Every year when we make our customary summer trip to Orissa, I am amazed afresh with the wealth of nature’s bounty there. It is not an ostentatious or showy beauty that dazzles and craves for attention. Rather, it is just there, almost self-effacing, a mute and ennobling presence, that humbles even as it evokes pride.
Sometimes I feel that since eastern India is so rich in natural beauty, the people here are dressed plainly in subdued colours to offset it; in western India, Gujarat or Rajasthan, for instance, people need to be dressed in brightly coloured clothes because the landscape and hence, visual imagery is so dry and barren. Of course, it is a very subjective hypothesis.
To get back to the story without digressing… If you manage to stroll by the Kathjodi river, you find that water fowl frolic there in the afternoon and cranes glide lazily albeit majestically over the water. No whiteness on earth can match the pristine whiteness of their wings and slender necks. If you focus solely on the flapping of their wings and are also conscious about the chopping movement of the river underneath, you will feel almost transported over the waves by an optical illusion.
My Pisi’s house in Cuttack, where I have spent many a childhood afternoon, has a lush green compound. Here are two Kadamba trees, a jamun tree, two mango trees, an impressive neem , a verdant guava tree, a bela tree, and many coconut trees and banana trees. A certain kingfisher comes daily in the afternoon and sits on a particular thin branch of a neem tree here, at almost the same time. It happily sways along with the branches as the breeze passes through them. A couple of times, I have even spotted a Hoopoe bird strutting on the ground. Once I was lucky enough to see a rare Sunbird flitting in the foliage near the tank in the compound, its wings whirring like the blades of toy helicopters. I have heard a Coppersmith too but not spotted it. There are these robust magpie-robins that dart in and out of the branches of the neem as if playing hide and seek, and tiny, delicate blue-black Jays that serenade each other. Sometimes, I see some birds, whose names I do not know, that look like Swallows minus tails and fattened on a diet of cheese. They remind me of the portly nuns in the convent from “The Sound of Music” and it seems that they will just burst into full throated song. Once, a flash of mustard and flaming orange winged past briskly. And even as I stared in open mouthed wonder at this gorgeous beauty, it was gone…as quickly as it had come. Are there Birds-of Paradise in India?
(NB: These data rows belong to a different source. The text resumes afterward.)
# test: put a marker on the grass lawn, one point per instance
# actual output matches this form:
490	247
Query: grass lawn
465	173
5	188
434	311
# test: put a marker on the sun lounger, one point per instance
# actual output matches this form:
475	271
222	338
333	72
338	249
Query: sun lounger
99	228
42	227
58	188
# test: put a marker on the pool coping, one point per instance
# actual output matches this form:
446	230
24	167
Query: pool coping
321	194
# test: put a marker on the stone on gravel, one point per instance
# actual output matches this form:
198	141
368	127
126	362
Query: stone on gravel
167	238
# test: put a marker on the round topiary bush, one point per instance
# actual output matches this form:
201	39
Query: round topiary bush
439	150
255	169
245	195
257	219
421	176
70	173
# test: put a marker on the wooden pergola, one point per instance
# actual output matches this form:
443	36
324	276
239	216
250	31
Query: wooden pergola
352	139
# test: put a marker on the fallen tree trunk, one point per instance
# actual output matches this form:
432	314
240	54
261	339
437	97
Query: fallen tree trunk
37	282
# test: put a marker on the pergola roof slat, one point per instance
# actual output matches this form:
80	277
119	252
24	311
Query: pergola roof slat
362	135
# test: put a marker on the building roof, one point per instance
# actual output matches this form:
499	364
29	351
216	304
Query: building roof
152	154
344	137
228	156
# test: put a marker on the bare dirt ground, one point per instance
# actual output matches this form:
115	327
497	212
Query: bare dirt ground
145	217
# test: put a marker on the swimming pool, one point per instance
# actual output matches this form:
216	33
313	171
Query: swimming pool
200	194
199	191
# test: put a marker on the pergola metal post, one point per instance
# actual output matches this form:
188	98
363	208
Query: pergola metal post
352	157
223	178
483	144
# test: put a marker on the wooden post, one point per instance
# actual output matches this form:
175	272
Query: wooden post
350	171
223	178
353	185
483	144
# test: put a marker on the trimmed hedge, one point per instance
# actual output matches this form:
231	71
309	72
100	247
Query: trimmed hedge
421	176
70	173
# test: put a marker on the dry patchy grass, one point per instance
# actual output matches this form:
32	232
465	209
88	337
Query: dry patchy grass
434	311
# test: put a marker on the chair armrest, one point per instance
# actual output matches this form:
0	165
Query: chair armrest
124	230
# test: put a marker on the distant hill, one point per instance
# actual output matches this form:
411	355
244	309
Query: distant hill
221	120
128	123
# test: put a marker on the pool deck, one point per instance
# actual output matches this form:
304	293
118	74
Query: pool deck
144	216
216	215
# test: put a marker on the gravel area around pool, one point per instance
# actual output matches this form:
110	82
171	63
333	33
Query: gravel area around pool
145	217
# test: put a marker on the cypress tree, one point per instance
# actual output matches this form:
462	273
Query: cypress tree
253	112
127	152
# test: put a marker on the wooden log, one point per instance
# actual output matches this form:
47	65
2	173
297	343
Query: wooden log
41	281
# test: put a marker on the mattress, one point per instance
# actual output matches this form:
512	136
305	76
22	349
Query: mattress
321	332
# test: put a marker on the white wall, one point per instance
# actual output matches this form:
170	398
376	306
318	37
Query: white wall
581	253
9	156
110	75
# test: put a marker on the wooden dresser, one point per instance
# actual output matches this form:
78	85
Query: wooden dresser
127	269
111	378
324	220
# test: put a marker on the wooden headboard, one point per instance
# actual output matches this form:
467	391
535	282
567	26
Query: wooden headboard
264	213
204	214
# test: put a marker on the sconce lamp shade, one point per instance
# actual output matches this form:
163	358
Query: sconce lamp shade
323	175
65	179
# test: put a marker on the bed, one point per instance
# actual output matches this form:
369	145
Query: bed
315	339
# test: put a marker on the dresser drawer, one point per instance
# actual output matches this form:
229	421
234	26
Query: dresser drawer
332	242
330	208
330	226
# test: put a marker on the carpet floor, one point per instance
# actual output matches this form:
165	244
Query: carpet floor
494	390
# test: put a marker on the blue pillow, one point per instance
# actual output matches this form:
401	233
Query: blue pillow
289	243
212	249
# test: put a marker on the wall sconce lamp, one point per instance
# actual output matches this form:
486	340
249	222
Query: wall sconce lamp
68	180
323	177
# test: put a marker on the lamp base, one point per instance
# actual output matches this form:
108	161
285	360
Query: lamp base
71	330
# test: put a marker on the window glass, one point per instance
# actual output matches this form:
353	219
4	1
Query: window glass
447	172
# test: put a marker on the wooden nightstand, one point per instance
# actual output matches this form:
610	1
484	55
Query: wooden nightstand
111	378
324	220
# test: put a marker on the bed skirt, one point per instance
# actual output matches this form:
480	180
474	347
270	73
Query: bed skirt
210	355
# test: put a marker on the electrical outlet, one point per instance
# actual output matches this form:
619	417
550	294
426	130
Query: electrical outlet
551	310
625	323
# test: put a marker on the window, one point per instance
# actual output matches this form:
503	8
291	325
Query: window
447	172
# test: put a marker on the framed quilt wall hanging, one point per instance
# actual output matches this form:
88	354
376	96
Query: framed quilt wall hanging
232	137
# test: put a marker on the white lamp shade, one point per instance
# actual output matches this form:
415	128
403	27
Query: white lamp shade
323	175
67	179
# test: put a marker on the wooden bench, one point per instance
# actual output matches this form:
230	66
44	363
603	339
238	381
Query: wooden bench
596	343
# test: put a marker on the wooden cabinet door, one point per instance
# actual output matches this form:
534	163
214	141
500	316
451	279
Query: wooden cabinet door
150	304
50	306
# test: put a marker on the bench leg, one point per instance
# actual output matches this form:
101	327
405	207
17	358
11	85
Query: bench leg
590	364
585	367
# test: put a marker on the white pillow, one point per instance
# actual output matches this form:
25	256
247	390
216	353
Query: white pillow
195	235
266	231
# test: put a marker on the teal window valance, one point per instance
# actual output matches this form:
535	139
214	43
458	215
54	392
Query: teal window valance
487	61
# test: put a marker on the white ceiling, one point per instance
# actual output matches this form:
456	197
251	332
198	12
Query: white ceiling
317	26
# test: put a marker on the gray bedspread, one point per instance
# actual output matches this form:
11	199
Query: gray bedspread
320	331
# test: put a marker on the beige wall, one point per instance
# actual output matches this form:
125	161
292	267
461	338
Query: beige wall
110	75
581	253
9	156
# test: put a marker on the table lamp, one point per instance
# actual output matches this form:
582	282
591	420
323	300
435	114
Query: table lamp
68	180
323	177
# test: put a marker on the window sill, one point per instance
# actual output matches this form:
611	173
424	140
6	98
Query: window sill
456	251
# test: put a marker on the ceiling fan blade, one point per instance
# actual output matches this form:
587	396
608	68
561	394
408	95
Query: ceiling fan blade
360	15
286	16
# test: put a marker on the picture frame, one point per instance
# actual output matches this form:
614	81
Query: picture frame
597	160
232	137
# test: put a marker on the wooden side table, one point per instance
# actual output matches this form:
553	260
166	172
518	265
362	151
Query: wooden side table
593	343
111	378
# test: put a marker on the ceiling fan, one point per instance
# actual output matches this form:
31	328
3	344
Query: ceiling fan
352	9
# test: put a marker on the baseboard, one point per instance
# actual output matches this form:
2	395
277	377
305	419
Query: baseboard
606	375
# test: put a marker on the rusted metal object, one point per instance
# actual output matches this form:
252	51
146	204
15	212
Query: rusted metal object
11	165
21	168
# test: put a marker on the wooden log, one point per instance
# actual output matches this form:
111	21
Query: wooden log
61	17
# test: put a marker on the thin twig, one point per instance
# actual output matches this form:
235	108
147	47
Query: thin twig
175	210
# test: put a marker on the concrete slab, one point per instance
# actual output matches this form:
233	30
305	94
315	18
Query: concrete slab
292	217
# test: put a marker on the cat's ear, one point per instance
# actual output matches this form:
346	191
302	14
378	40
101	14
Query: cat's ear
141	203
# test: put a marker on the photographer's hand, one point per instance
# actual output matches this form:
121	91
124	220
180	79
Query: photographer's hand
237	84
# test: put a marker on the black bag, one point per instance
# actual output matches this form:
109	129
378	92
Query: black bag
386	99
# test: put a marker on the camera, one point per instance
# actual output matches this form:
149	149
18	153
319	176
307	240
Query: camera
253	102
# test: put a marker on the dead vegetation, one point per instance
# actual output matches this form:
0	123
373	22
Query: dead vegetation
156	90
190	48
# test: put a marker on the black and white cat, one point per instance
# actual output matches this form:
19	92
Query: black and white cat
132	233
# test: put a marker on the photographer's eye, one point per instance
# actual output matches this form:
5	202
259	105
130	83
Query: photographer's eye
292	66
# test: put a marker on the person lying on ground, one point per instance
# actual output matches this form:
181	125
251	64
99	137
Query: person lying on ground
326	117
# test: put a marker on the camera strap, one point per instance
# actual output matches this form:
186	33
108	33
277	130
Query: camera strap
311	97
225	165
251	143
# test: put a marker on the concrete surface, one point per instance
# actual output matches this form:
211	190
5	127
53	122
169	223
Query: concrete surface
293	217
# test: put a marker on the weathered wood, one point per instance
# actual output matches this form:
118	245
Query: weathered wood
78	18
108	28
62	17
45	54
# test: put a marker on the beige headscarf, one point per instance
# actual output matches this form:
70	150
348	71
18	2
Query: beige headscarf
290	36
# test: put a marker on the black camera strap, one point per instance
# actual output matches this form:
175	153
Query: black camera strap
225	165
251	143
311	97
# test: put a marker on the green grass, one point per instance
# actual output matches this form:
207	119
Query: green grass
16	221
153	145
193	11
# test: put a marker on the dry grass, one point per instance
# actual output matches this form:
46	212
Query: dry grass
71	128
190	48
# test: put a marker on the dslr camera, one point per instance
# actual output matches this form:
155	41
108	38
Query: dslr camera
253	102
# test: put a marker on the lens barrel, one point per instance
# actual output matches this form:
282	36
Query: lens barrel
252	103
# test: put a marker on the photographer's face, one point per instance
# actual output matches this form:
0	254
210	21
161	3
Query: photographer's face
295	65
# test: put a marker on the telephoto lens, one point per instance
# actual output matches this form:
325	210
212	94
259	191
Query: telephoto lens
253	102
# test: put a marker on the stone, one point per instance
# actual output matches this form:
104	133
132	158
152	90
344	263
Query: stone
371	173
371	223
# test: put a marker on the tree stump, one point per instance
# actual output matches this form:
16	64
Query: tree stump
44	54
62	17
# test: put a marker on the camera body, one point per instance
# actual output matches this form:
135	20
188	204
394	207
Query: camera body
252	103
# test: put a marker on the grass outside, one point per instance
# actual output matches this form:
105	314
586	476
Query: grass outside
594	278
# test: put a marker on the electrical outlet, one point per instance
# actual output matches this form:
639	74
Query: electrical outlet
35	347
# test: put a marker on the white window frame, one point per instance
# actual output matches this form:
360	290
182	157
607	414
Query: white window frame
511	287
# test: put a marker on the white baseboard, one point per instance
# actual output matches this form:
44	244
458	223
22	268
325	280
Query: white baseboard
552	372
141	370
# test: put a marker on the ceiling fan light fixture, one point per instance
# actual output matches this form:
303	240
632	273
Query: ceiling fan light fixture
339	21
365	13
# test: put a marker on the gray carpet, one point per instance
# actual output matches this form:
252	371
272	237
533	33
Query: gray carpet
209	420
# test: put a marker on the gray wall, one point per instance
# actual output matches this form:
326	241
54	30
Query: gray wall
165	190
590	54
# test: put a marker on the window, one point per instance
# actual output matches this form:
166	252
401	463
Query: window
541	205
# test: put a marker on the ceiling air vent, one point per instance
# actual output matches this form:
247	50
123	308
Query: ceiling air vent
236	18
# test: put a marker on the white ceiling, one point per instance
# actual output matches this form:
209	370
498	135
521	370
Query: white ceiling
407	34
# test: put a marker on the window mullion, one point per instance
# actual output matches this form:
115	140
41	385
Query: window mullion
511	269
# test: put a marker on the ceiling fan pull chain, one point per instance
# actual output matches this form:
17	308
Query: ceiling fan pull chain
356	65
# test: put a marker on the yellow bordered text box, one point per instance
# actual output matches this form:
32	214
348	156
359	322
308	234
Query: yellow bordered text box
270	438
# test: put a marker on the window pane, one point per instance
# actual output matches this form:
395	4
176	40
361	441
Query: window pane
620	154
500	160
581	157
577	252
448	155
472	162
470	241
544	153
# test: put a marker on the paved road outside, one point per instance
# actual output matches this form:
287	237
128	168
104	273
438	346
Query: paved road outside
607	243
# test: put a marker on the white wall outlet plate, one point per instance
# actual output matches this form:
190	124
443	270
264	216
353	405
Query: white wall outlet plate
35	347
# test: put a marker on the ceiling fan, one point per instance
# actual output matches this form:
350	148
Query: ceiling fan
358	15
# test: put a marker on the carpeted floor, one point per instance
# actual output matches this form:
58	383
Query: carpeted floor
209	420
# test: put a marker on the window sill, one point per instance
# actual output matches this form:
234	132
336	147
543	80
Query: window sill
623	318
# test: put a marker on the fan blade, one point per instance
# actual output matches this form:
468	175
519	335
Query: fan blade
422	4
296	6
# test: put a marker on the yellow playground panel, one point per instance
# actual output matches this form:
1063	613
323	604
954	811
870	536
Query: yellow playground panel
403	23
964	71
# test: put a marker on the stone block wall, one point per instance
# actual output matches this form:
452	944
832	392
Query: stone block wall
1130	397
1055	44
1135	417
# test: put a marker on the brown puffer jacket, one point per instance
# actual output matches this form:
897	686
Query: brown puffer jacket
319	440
When the river bed is quite dry with only patches of water dotting the parched earth, you see buffaloes wading in the water, heads sticking out, bodies glistening like those of well oiled wrestlers in the ring. Cattle egrets sometimes sit on them and do what nature ordained them to—peck at tiny insects on the backs of the buffaloes. (The river also has its moods. It sparkles silver in the morning sunlight, glows golden in the afternoon, mellows down somnolently to a grey blue in the evenings. Steel grey shadows flit through the water when clouds or a flock of birds are passing overhead ).
At Aja’s home in Bhubaneshwar, matronly pigeons (of all shapes and sizes), slender doves, homely and ebullient little sparrows, sprightly mynahs, shrewd parrots, elf-like squirrels and raucous crows often peep in from the window to say ‘hello’. Spiders continue weaving their gossamer threads (dreams?) oblivious to all else. Grasshoppers and merry crickets do a langorous, summer afternoon waltz near the flower beds. Butterflies, with gossamer wings as thin as dried peepul tree leaves are other regulars. Invisible koels pour their mellifluous notes into the otherwise quiet afternoon air. With the rains, peacocks will also come to express their joy of living and to add to yours. But even now, their lonesome cries rent the air in the evenings.
At my in laws’ house, on the branches of a distant Krushnachuda tree, I spot another bird, whose name I don’t know, peeping out saucily from behind a flaming vermillion flower, and I rue the fact that I do not know who she is. A golden brown mongoose with her babies trooping behind her in fine array frequents the low shrubs. Not to forget the occasional dog that strays onto the lawns, has a siesta or a fiesta as the case may be; sometimes, a troop of monkeys, babies et al that seem to be replicating our lives in all their domestic detail.
Nature’s bounty is here! Spring is in the air!!